Masoor Kamalesh
Indiana University, USA
Title: Coronary revascularization in diabetes- bypass surgery or stenting?
Biography
Biography: Masoor Kamalesh
Abstract
Coronary bypass surgery and percutaneous coronary stenting are both viable techniques to revascularize diabetic subjects with coronary artery disease. However the relative advantages of these two procedures was not know till recent prospective trials were reported.
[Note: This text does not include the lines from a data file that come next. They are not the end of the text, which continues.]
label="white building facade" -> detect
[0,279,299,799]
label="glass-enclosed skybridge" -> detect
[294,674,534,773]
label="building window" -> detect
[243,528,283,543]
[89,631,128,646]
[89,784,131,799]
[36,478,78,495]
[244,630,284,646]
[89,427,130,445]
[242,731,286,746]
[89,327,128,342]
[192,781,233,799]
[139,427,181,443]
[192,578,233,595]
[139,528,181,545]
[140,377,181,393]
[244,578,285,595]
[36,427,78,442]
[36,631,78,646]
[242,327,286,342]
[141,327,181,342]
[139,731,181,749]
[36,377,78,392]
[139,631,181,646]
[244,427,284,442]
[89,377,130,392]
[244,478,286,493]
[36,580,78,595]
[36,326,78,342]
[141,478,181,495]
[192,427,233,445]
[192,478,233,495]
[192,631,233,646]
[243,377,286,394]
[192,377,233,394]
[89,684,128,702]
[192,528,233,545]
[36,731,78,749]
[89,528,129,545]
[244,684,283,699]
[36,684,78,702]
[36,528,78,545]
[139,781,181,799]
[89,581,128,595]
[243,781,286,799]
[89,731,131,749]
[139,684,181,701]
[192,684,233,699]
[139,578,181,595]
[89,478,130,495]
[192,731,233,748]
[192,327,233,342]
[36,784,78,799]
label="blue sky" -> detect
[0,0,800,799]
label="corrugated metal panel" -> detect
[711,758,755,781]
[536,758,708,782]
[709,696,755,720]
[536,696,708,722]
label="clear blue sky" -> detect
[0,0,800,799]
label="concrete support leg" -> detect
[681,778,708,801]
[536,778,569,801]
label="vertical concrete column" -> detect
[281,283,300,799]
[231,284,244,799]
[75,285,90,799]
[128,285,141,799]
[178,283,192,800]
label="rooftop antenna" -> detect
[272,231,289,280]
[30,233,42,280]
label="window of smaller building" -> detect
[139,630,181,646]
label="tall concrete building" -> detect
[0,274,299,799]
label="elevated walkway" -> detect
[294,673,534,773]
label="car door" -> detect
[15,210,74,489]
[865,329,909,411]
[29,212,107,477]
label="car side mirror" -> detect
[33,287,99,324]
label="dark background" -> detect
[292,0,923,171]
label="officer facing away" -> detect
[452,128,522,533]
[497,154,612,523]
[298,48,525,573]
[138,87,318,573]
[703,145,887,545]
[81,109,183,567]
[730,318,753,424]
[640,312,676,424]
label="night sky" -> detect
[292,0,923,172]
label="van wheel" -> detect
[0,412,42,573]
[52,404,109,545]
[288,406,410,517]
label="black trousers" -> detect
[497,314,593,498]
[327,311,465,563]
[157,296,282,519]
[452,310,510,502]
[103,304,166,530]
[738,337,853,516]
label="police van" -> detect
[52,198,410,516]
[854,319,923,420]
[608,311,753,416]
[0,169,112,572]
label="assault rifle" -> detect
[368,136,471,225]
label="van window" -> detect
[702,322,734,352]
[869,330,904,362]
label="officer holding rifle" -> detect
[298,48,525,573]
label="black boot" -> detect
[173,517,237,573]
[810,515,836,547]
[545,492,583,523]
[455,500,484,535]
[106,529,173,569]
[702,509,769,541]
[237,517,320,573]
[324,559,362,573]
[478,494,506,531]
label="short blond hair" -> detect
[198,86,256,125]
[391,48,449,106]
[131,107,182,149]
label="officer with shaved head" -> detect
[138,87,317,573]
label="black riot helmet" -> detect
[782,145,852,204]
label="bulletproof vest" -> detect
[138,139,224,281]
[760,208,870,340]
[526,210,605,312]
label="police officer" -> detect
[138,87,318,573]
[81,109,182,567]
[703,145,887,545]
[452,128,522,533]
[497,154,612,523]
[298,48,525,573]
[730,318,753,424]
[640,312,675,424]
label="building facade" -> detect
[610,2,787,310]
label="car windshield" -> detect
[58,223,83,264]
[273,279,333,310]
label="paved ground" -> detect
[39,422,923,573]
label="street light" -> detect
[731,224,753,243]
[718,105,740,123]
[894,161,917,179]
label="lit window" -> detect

In the Bypass versus Angioplasty Revascularization Investigation -2 Diabetes (BARI-2D) trial patients with diabetes and multi-vessel coronary disease were assigned to percutaneous coronary intervention (PCI)or coronary bypass graft (CABG) surgery at the discretion of the cardiologist. These groups were then randomized to either medical therapy or intervention. The study had a 2X2 factorial design where patients were also randomized to insulin provision or sensitization. At the end of the study the lowest event rate was found in the group that got prompt CABG and insulin sensitization. In the FREEDOM trial 1900 patients with diabetes and multi-vessel coronary disease were randomized to PCI or CABG. At 30 months median follow up, there were fewer primary events (death, myocardial infarction and stroke) in the CABG arm. All-cause mortality was lower in the CABG arm. In the VA-CARDS trial 198 patients with diabetes and severe coronary disease were randomized to PCI or CABG. At 2 years follow up CABG group had lower mortality although the primary combined endpoint of death and infarction was not different. These studies show that for diabetics with multi-vessel disease the best option is prompt CABG with optimal medical therapy.